AFP — The World Bank is planning financial aid for Greece through its private-sector arm, stepping outside its traditional role of supporting low-income countries.
The World Bank provided technical assistance to Greece in 2012, as its economy reeled from a debt crisis, but has not extended financial aid to the country in several decades.
We are considering a select engagement in Greece at the request of the Greek government,” said Dimitris Tsitsiragos, the head of international investment operations and advisory services at the International Finance Corporation (IFC).
“With all that happened in the country over the last five years, the impact on the economy, the decrease in GDP… it makes sense to look at select opportunities as part of this temporary engagement,” he said, adding that an objective was “boosting investors’ confidence in the country”.

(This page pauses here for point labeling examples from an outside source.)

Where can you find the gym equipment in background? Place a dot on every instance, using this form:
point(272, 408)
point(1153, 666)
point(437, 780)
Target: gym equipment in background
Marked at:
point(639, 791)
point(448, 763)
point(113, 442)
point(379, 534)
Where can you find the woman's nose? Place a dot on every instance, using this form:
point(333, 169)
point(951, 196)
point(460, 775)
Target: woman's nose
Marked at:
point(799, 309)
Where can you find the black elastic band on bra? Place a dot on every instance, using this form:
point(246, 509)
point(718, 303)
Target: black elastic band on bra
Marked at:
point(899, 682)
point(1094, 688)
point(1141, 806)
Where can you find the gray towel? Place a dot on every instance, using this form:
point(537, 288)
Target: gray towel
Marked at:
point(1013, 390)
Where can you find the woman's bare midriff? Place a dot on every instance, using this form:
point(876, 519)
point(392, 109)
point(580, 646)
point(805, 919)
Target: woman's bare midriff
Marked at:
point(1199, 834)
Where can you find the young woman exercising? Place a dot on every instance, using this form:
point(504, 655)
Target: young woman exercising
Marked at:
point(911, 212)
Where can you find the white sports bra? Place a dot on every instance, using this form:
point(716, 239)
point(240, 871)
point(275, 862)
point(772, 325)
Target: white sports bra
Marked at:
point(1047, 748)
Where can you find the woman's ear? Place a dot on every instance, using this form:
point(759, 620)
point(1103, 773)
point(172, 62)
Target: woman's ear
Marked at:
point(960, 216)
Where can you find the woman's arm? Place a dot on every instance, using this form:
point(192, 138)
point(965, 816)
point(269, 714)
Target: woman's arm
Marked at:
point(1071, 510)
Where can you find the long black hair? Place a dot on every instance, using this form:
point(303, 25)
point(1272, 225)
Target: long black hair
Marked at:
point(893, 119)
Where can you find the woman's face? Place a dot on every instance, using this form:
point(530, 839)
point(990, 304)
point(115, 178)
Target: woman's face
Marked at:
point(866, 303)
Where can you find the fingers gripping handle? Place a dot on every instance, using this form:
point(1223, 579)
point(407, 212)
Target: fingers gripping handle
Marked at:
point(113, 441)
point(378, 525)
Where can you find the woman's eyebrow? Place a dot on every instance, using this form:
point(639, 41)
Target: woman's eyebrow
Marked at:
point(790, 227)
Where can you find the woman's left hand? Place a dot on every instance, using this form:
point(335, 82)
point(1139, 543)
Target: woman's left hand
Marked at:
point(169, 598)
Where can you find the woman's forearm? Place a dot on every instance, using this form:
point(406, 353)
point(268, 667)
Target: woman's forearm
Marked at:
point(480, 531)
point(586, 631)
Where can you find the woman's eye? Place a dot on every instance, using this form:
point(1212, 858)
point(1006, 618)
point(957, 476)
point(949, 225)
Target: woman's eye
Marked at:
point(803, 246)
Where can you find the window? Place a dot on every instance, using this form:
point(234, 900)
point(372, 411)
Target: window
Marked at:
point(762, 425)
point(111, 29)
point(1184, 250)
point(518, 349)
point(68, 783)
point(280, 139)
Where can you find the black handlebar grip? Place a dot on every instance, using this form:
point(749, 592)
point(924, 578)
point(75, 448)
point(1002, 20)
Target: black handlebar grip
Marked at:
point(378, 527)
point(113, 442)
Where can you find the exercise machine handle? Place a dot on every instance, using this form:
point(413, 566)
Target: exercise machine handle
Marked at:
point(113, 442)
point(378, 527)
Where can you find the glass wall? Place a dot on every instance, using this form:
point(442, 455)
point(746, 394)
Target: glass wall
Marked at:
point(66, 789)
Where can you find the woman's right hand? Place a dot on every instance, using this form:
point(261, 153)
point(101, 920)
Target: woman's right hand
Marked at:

In July, the eurozone member country struck a three-year, 86 billion euros bailout with the European Union, its third rescue plan since 2010.
In this context, the IFC hopes to jump-start private investment at a time when Greek banks are still too weak to support development, the official said.
The IFC lends money to companies to support private-sector development projects, such as bolstering clean energy, telecommunications and infrastructure.
Though the 188-nation World Bank normally serves developing countries, members of the institution have supported a temporary engagement by the IFC in Greece, considered a developed country, Tsitsiragos said.
In the late 1990s, another developed country, South Korea, had also received exceptional IFC support.
The amount of financing for Greece, as well as its timetable, are still not known, the official said.
Though uncertainty in the country and a string of elections may have delayed certain projects, there is private-sector interest, notably since Greece received its first instalment of European aid in August, Tsitsiragos said.
“Investors clearly are looking at how the agreement with the Europeans is being implemented,” he said.